For each tissue sample, the cell type proportion W_{i h}
is the proportion of each cell type in the bulk tissue,
which is measured or imputed beforehand.
The marker level Y_{j i}
in bulk tissue is measured and provided as input.
The parameters we estimate are
the cell-type-specific trait effect \beta_{h j k}
,
the tissue-uniform trait effect \gamma_{j l}
,
and the basal marker level \alpha_{h j}
in each cell type.
We first describe the conventional linear regression models.
For marker j
in sample i
,
the maker level specific to cell type h
is
\alpha_{h j} + \sum_k \beta_{h j k} * X_{i k}.

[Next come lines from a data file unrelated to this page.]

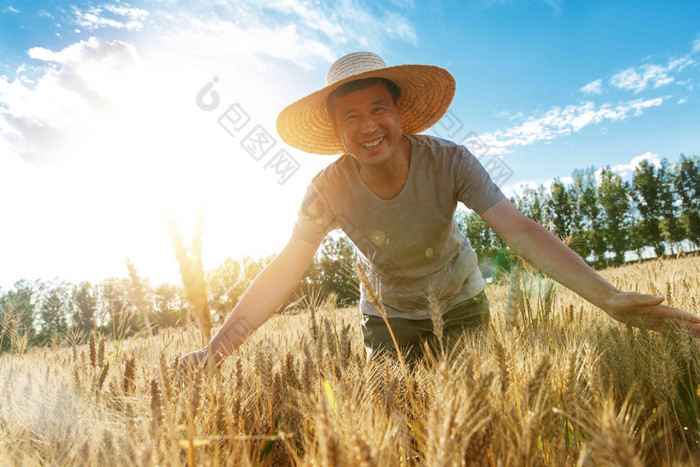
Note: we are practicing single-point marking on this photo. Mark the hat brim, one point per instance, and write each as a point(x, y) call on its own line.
point(426, 94)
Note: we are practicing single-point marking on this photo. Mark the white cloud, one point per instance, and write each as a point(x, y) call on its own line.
point(625, 170)
point(558, 122)
point(594, 87)
point(132, 143)
point(510, 116)
point(93, 18)
point(133, 13)
point(43, 124)
point(640, 78)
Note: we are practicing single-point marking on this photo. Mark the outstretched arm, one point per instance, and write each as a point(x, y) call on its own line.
point(550, 255)
point(264, 296)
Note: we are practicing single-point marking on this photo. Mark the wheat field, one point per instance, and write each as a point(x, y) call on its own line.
point(557, 383)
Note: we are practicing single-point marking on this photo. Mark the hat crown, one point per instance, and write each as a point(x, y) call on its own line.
point(353, 64)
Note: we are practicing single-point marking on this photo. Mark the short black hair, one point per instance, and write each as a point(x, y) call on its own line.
point(347, 88)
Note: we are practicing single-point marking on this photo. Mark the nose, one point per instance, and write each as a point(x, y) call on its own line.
point(368, 125)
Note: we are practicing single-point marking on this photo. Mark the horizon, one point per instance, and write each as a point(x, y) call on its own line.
point(102, 134)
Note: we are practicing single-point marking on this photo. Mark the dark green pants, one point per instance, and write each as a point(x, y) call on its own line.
point(469, 316)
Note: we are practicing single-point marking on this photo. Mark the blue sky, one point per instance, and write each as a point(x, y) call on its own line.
point(100, 136)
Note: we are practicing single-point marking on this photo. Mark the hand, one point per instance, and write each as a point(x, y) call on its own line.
point(646, 311)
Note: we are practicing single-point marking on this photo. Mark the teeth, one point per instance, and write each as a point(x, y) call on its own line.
point(372, 144)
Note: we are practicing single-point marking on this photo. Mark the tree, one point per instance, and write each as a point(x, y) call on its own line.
point(646, 192)
point(84, 306)
point(229, 281)
point(333, 270)
point(18, 304)
point(686, 181)
point(585, 188)
point(114, 303)
point(671, 226)
point(169, 306)
point(53, 309)
point(612, 196)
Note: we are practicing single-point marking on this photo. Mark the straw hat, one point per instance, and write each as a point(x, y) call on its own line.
point(426, 93)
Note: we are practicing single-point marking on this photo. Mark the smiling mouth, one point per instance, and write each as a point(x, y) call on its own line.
point(372, 144)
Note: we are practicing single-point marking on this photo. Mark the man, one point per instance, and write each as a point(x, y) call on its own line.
point(394, 193)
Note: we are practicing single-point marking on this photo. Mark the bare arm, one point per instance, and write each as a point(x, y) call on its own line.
point(550, 255)
point(264, 296)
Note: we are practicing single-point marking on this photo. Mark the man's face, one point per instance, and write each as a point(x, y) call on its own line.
point(368, 124)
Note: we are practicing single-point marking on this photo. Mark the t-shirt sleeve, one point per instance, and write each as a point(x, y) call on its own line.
point(315, 218)
point(473, 185)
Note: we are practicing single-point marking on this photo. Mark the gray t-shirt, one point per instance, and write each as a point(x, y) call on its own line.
point(412, 241)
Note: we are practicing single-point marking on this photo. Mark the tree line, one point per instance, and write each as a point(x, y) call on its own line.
point(601, 217)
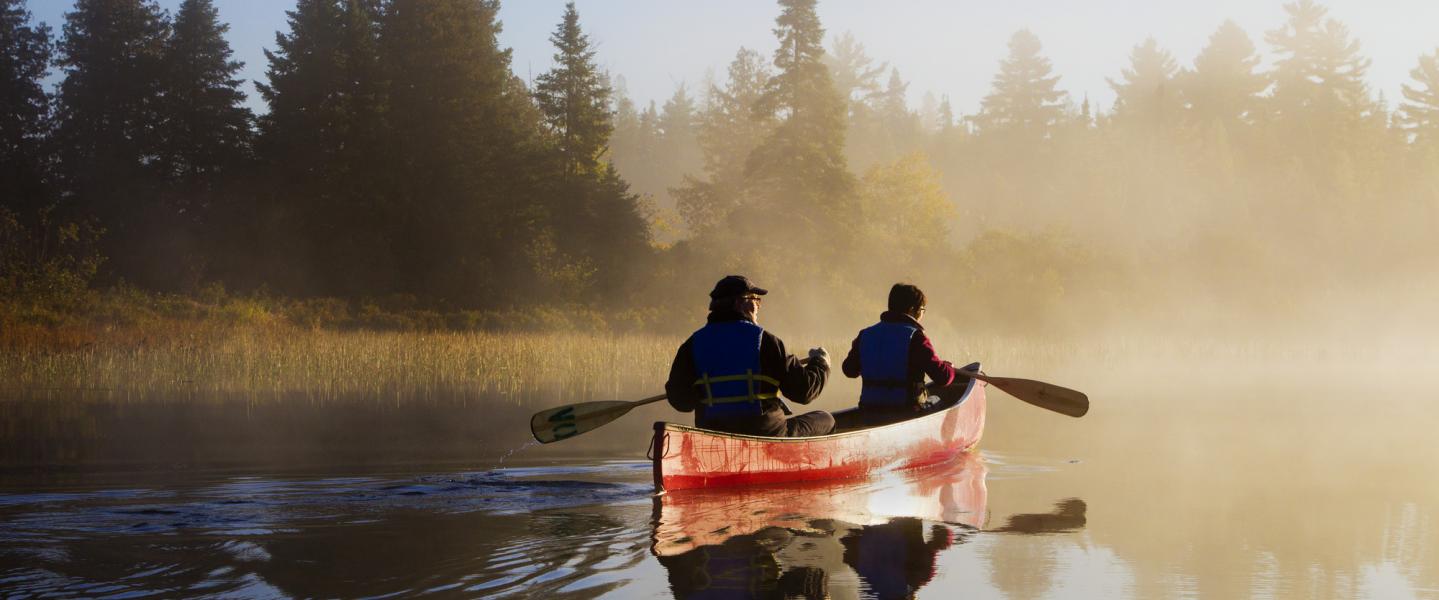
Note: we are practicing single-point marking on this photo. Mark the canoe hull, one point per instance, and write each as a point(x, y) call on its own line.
point(688, 458)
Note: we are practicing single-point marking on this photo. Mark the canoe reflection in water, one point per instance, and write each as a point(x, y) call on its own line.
point(829, 540)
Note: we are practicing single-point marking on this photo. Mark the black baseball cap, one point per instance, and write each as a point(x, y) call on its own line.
point(734, 285)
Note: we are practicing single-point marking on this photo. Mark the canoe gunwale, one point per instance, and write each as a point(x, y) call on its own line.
point(934, 412)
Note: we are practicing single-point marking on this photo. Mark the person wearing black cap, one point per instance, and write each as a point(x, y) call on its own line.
point(892, 357)
point(731, 371)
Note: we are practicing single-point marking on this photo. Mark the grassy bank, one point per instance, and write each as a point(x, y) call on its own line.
point(140, 347)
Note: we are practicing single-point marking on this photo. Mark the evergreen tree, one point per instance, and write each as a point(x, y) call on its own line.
point(1419, 112)
point(595, 216)
point(206, 127)
point(728, 130)
point(43, 256)
point(25, 108)
point(1147, 97)
point(324, 141)
point(464, 137)
point(1223, 85)
point(799, 173)
point(1320, 74)
point(576, 98)
point(1023, 98)
point(856, 76)
point(108, 115)
point(679, 146)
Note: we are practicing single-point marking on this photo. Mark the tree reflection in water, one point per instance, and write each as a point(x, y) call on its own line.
point(813, 540)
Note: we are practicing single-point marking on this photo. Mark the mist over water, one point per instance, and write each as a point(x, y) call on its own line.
point(1233, 261)
point(1210, 476)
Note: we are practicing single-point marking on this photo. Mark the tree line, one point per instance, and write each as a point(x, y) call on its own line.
point(399, 156)
point(402, 156)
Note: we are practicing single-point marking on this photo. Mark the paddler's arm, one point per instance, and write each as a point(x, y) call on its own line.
point(681, 384)
point(924, 358)
point(797, 382)
point(851, 364)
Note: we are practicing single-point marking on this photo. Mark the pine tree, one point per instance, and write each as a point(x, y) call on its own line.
point(1023, 100)
point(799, 174)
point(679, 146)
point(324, 141)
point(108, 104)
point(1146, 98)
point(108, 115)
point(728, 130)
point(464, 137)
point(1320, 74)
point(1223, 85)
point(206, 127)
point(25, 108)
point(595, 216)
point(1419, 112)
point(574, 98)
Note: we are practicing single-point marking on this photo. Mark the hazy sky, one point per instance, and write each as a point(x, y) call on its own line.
point(941, 46)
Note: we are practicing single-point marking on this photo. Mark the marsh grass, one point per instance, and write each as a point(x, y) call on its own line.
point(269, 363)
point(272, 361)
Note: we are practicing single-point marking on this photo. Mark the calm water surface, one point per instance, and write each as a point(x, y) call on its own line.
point(1326, 489)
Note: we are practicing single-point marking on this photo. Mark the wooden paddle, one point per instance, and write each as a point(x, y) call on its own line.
point(570, 420)
point(1042, 394)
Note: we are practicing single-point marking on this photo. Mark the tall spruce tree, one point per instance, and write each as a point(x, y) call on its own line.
point(1320, 74)
point(25, 108)
point(45, 258)
point(1419, 112)
point(108, 118)
point(730, 128)
point(324, 143)
point(1146, 98)
point(597, 220)
point(799, 176)
point(574, 98)
point(1023, 100)
point(1223, 87)
point(206, 128)
point(464, 143)
point(678, 143)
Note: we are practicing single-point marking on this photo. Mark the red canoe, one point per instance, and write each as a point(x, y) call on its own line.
point(953, 492)
point(700, 458)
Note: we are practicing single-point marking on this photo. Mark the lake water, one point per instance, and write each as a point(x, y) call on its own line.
point(1232, 487)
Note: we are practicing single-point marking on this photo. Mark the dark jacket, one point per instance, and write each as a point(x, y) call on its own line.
point(799, 383)
point(923, 360)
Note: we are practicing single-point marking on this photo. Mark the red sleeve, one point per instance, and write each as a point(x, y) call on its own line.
point(851, 364)
point(924, 360)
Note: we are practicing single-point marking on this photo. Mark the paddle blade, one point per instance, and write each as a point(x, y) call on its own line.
point(1043, 394)
point(564, 422)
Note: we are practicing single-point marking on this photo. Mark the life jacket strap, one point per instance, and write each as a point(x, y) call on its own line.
point(748, 377)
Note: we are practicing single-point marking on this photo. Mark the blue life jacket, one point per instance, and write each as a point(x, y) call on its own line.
point(727, 357)
point(884, 366)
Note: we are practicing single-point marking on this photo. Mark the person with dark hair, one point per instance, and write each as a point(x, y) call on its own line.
point(892, 357)
point(731, 371)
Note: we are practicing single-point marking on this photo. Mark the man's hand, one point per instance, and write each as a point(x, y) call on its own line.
point(819, 356)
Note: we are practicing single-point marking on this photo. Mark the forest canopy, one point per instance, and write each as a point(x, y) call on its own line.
point(402, 157)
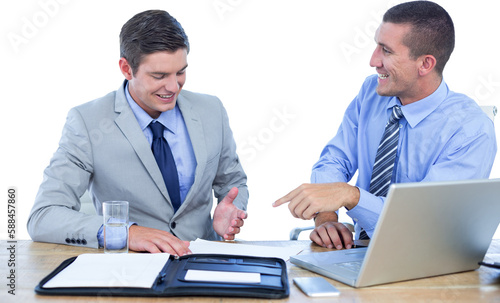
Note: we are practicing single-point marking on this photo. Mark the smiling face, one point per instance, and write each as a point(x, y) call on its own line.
point(158, 81)
point(398, 72)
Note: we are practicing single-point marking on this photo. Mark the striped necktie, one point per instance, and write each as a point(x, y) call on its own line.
point(384, 160)
point(386, 155)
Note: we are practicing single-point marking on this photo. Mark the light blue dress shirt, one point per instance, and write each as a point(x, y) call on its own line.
point(445, 136)
point(178, 139)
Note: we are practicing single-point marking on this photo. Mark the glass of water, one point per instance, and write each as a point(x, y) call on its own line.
point(115, 214)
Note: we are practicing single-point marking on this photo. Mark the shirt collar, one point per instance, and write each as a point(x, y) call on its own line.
point(415, 112)
point(168, 118)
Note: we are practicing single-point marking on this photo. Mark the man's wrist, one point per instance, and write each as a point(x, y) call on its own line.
point(353, 198)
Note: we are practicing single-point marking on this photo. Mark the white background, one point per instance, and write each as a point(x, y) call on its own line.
point(285, 70)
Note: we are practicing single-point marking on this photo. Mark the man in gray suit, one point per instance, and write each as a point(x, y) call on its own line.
point(106, 148)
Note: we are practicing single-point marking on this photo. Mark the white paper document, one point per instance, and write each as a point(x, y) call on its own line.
point(224, 248)
point(221, 276)
point(111, 270)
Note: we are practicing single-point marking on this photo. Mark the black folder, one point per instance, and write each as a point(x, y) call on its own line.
point(170, 281)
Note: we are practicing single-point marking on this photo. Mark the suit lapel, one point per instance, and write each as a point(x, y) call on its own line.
point(130, 128)
point(196, 135)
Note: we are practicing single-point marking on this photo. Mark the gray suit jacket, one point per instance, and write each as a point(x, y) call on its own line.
point(103, 149)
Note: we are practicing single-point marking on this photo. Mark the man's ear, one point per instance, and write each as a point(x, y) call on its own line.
point(427, 64)
point(125, 68)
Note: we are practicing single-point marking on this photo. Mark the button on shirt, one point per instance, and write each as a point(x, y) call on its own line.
point(445, 136)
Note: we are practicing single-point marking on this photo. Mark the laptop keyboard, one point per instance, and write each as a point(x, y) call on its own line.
point(352, 266)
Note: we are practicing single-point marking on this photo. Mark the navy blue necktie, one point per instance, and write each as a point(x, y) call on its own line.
point(386, 155)
point(385, 158)
point(166, 163)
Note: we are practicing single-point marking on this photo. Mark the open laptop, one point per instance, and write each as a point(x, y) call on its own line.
point(425, 229)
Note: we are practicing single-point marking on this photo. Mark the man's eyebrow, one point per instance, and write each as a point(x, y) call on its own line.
point(165, 74)
point(385, 46)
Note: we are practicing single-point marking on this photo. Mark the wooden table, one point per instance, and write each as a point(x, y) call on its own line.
point(35, 260)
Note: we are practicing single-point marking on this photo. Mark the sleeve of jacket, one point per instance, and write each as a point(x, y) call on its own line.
point(55, 216)
point(230, 173)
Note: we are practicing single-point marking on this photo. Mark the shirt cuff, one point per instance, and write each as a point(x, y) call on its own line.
point(367, 212)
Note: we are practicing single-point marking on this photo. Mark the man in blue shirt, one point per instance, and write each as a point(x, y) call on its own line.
point(443, 135)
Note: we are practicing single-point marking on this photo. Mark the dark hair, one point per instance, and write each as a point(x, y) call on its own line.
point(148, 32)
point(432, 31)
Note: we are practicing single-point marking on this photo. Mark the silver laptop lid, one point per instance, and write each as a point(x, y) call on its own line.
point(429, 229)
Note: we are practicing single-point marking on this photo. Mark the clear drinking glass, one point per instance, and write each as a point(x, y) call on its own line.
point(115, 214)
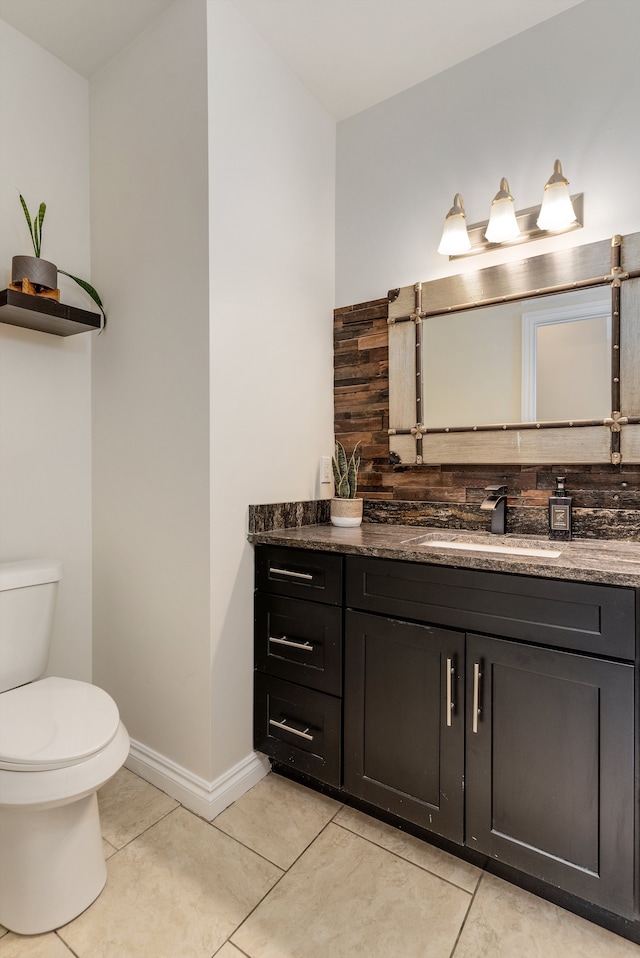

This is a representative value rather than a mean, because we do not model
a probability distribution for cell-type-specific expression.
The bulk tissue marker level is the average weighted by W_{i h}
,
\mu_{j i} = \sum_h W_{i h} [ \alpha_{h j} + \sum_k \beta_{h j k} * X_{i k} ] +
\sum_l \gamma_{j l} C_{i l}.
The statistical model is
Y_{j i} = \mu_{j i} + \epsilon_{j i},
\epsilon_{j i} ~ N(0, \sigma^2_j).
The error of the marker level is is noramlly distributed with variance
\sigma^2_j
, independently among samples.
The full
model is the linear regression
Y_{j i} = (\sum_h \alpha_{h j} * W_{i h}) +
(\sum_{h k} \beta_{h j k} * W_{i h} * X_{i k}) +
(\sum_l \gamma_{j l} * C_{i l}) +
error.
The marginal
model tests the trait association only in one
cell type h
, under the linear regression,
Y_{j i} = (\sum_{h'} \alpha_{h' j} * W_{i h'}) +
(\sum_k \beta_{h j k} * W_{i h} * X_{i k}) +
(\sum_l \gamma_{j l} * C_{i l}) +
error.
The nonlinear model simultaneously analyze cell type composition in
linear scale and differential expression/methylation in log/logit scale.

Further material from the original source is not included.